Marshal Sinaga | Some Notes on Deriving Evidence Lower Bound (ELBO)

Bayesian inference approximation commonly relies on variational inference. This technique requires us to maximize evidence lower bound (ELBO). This article discusses three ways to derive ELBO. The outline is arranged as follows. First, we briefly highlight the motivation of variational inference. Subsequently, we provide three ways to derive ELBO. Finally, we end this article by a conclusion.

Background

Performing Bayesian inference requires us to compute posterior distribution. Inference can be thought as a process to quantify unknown variables given the observed variables. Let \(\mathcal{D} = \{x_i\}_{i=1}^{N}\) be a dataset contains \(N\) data points. We can view \(\mathcal{D}\) as the observed variables. Subsequently, we assume there is unobserved parameters \(\theta \in \Theta\) that provide explanations for \(\forall x \in \mathcal{X}\) in general. Inference aims to estimate \(\theta\) given the observations \(\mathcal{D}\). Performing inference under Bayesian theorem provides us a tool to quantify the uncertainty about \(\theta\). Therefore, Bayesian inference is treated as a probabilistic model. The core of Bayesian inference is to evaluate the posterior distribution \(p(\theta \vert \mathcal{D})\). This evaluation requires the likelihood \(p(\mathcal{D} \vert \theta)\), prior distribution \(p(\theta)\), and marginal distribution \(p(\mathcal{D})\). The likelihood tells the probability of \(\mathcal{D}\) given a certain \(\theta\). Meanwhile, prior \(p(\theta)\) provides our belief about \(\theta\) before we perform the inference. The third one is marginal distribution \(p(\mathcal{D})\) which represents the probability \(\mathcal{D}\) without the conditioning constraint. By applying Bayes’s theorem, we can write \(p(\theta \vert \mathcal{D})\) as:

\begin{equation} \label{eq:posterior-distribution} p(\theta \vert \mathcal{D}) = \frac{p(\mathcal{D}, \theta)}{p(\mathcal{D})} = \frac{p(\mathcal{D} \vert \theta) p(\theta)}{p(\mathcal{D})} \end{equation}

Under the assumption that each data point \(x_i\) is i.i.d., we have \(p(\mathcal{D} \vert \theta) = \prod_{i=1}^{N} \, p(x_i \vert \theta)\). It seems like we are done with the problem. However, computing posterior distribution directly is not feasible.

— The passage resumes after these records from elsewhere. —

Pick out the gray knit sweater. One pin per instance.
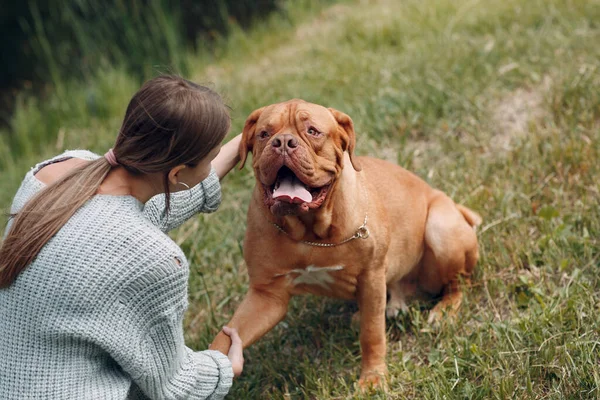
(98, 314)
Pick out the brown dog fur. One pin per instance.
(420, 241)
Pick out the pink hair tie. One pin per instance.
(110, 157)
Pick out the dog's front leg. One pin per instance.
(371, 303)
(258, 313)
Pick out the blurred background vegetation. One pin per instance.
(47, 42)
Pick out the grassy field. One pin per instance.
(495, 102)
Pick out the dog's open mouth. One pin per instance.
(290, 196)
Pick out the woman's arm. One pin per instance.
(228, 157)
(146, 339)
(205, 197)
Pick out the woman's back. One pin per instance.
(101, 302)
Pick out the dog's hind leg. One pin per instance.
(398, 292)
(450, 255)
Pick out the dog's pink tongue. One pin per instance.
(290, 189)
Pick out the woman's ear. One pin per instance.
(348, 136)
(173, 174)
(248, 135)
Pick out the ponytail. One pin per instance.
(44, 214)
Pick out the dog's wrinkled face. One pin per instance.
(298, 152)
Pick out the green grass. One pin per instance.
(495, 102)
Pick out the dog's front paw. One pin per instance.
(373, 379)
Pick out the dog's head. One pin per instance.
(298, 153)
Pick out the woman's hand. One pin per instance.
(228, 157)
(235, 355)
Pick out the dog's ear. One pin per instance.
(248, 135)
(348, 135)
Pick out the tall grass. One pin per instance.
(497, 103)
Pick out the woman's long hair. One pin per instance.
(170, 121)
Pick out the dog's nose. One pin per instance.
(287, 141)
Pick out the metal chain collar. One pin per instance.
(361, 233)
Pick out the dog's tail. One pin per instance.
(470, 216)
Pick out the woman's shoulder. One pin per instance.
(31, 185)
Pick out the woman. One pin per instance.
(93, 291)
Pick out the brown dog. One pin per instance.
(324, 222)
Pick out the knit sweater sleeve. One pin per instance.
(205, 197)
(151, 345)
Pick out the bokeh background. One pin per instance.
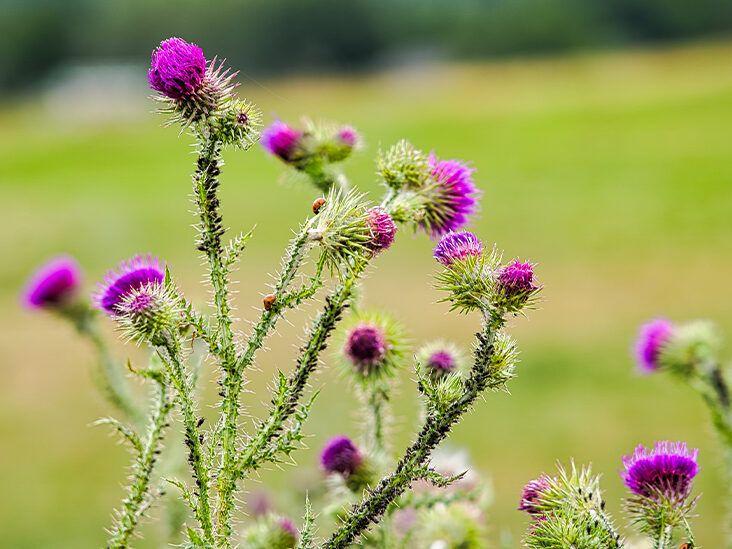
(601, 134)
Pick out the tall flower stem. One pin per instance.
(284, 407)
(137, 499)
(436, 427)
(194, 439)
(115, 386)
(235, 378)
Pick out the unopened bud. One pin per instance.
(268, 301)
(319, 203)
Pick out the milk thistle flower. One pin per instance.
(177, 68)
(457, 246)
(281, 140)
(453, 197)
(532, 493)
(383, 229)
(373, 346)
(53, 284)
(667, 470)
(130, 276)
(192, 87)
(340, 456)
(653, 336)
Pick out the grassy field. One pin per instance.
(612, 171)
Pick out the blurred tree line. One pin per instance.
(270, 36)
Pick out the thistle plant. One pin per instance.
(376, 494)
(690, 353)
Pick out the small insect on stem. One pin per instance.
(319, 203)
(268, 301)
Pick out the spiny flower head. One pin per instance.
(667, 470)
(177, 68)
(440, 358)
(281, 140)
(651, 339)
(191, 88)
(532, 493)
(383, 229)
(453, 197)
(130, 276)
(456, 246)
(55, 283)
(515, 286)
(373, 347)
(340, 456)
(149, 313)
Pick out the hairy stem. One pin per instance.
(435, 429)
(111, 374)
(138, 496)
(307, 362)
(234, 380)
(193, 437)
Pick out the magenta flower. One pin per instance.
(532, 493)
(340, 455)
(457, 246)
(348, 136)
(366, 346)
(667, 470)
(177, 68)
(455, 200)
(516, 279)
(383, 229)
(288, 529)
(651, 339)
(54, 283)
(281, 140)
(130, 276)
(442, 361)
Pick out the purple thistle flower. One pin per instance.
(348, 136)
(131, 275)
(457, 246)
(288, 528)
(442, 361)
(177, 68)
(55, 282)
(340, 455)
(456, 197)
(516, 278)
(366, 345)
(667, 470)
(651, 339)
(281, 140)
(383, 229)
(532, 493)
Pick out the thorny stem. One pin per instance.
(307, 362)
(234, 381)
(138, 499)
(114, 384)
(193, 437)
(436, 428)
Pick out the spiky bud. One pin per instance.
(373, 346)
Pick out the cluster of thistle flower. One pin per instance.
(344, 234)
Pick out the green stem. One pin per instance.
(435, 429)
(284, 407)
(193, 436)
(234, 380)
(111, 374)
(137, 499)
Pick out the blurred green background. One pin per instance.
(612, 170)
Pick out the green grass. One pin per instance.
(613, 172)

Posterior distribution has a problem with computation intractability and we need variational inference to solve the issue. We obtain the marginal distribution \(p(\mathcal{D})\) by integrating \(p(\mathcal{D}, \theta)\) over all possible \(\theta\). Formally, we can write \(= \int p(\mathcal{D}, \theta) d\theta = \int p(\mathcal{D} | \theta) p( \theta) d\theta\). Evaluating the distribution is often intractable. Intractablity can have two meanings:

The marginal distribution \(p(\mathcal{D})\) has no closed-form solution.
The marginal distribution is computationally intractable (especially when \(x\) is high-dimensional). Look at [Blei, 2016] for more details

We mitigate the intractability with the help of variational inference. Variational inference approximate the posterior \(p(\theta \vert \mathcal{D})\) by using a variational distribution \(q_{\phi} \in \mathcal{Q}\) parameterized by \(\phi\). Commonly, the variational distribution has a simpler form and relatively easy to compute. The goal is to find \(q^* \in \mathcal{Q}\) that is closest to \(p(\theta \vert \mathcal{D})\). For now, let’s just assume there is a function \(D[. \| .]\) that is able to measure the closeness between \(q_{\phi}(\theta)\) and \(p(\theta \vert \mathcal{D})\). The idea is to choose the parameters \(\phi\) from the parameter space \(\Phi\) that minimizes \(D[q_{\phi}(\theta) \| p(\theta \vert \mathcal{D})]\). Mathematically, we can write the objective of variational inference as follows:

\begin{equation} \label{eq:variational-inference} q^* = \underset{\phi \in \Phi}{\text{min}} \, D[q_{\phi}(\theta) | p(\theta \vert \mathcal{D})] \end{equation}

Now our inference problem turns into an optimization problem. Figure below gives an illustration of variational inference. We start with an initialized distribution \(q\). Eventually, we obtain \(q^*\) through optimization process. By doing approximation, we trade some accuracy with a more efficient computation. But, how do we define \(D[. \| .]\) ?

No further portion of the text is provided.